Statistical arguments are increasingly used in our society. In this political season, we can’t watch the news without hearing about the latest political polls and what the numbers mean.

Dordt College Professor of Statistics Nathan Tintle believes that “for many people, statistical arguments remain unfamiliar at best, and misleading at worst.” He and fellow researchers from Hope College, California Polytechnic University, and Mt. Holyoke College have been creating a fundamentally different curriculum that they believe will contribute to a more statistically literate society. Changing the way statistics is taught “will have numerous benefits, not only for academics, but for the typical citizen who encounters statistical arguments daily in medicine, politics, finance, and consumer venues,” said Tintle.

Their approach was chronicled in an article they published in the American Statistics Association’s (ASA) Journal of Statistics Education. The paper, “Development and assessment of a preliminary randomization-based introductory statistics curriculum,” was recently awarded Best Paper of the year honors by the Journal at the ASA’s annual meeting in San Diego.

“I appreciate that more and more people nationwide are recognizing the benefits of our radical proposals for the teaching of statistics,” said Tintle of the recognition. “The issue is not that people use our materials, but that people embrace the changes we are proposing in an effort to improve students’ conceptual learning of statistical ideas.”

While an algebra-based approach is the most popular method in introductory statistics classes, the researchers looked for a more effective approach. Their randomization-based curriculum was implemented with 240 students in eight sections of introductory statistics in the fall 2009. These students “learned significantly more about statistical inference using the new curriculum, with comparable learning on most other questions,” says the paper’s abstract.
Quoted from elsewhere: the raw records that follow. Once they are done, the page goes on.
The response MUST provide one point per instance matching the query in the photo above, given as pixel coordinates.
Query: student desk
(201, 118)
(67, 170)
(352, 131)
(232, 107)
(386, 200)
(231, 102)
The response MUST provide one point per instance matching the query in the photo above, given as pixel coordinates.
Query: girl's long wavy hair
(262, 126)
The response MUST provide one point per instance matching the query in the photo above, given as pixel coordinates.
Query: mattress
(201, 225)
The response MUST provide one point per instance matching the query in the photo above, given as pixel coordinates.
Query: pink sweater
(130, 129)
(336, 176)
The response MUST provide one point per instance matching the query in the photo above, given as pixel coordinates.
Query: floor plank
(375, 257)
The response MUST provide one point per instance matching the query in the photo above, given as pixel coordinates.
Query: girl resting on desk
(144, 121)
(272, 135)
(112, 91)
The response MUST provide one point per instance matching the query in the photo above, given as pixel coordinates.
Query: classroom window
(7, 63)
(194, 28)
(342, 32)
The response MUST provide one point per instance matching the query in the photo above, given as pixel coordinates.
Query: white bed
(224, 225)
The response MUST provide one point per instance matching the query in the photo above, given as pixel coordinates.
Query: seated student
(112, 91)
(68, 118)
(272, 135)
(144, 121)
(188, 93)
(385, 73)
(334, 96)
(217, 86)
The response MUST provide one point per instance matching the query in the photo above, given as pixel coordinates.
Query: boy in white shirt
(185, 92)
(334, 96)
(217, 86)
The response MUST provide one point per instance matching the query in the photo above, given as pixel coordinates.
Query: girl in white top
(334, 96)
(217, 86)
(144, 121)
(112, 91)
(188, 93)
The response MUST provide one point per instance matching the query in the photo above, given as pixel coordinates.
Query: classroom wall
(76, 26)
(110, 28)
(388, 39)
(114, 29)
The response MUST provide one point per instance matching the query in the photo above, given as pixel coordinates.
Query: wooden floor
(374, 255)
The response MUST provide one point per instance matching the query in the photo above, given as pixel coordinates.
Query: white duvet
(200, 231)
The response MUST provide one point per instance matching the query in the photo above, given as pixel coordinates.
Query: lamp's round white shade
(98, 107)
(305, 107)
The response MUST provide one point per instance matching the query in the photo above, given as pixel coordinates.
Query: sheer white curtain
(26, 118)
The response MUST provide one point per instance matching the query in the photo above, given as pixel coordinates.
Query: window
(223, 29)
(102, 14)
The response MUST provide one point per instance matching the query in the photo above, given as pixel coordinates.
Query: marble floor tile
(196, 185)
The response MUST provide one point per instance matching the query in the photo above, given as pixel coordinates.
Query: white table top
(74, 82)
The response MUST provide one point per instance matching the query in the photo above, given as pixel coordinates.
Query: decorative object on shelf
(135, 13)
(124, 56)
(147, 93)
Since completing his Ph.D. in statistics in 2005, Tintle has mentored more than 40 undergraduate students conducting research in statistical genetics and biostatistics, and he currently serves as a committee member for the Section for Statistics Education of the ASA. Tintle joined the faculty at Dordt College in 2011 where he continues to carry out his research, develop curriculum, and grow new programs of study for the college including actuarial science and statistics.

“As Reformed Christians, we change and reform in an effort to continue unfolding God’s creation,” said Tintle. “I’m excited that our reforming efforts in statistics education are pushing us to continue finding ways to help Dordt College students discover the wonders of God’s creation, while assisting them in becoming Christian citizens who are appropriately supportive and critical of quantitative arguments in the world today.”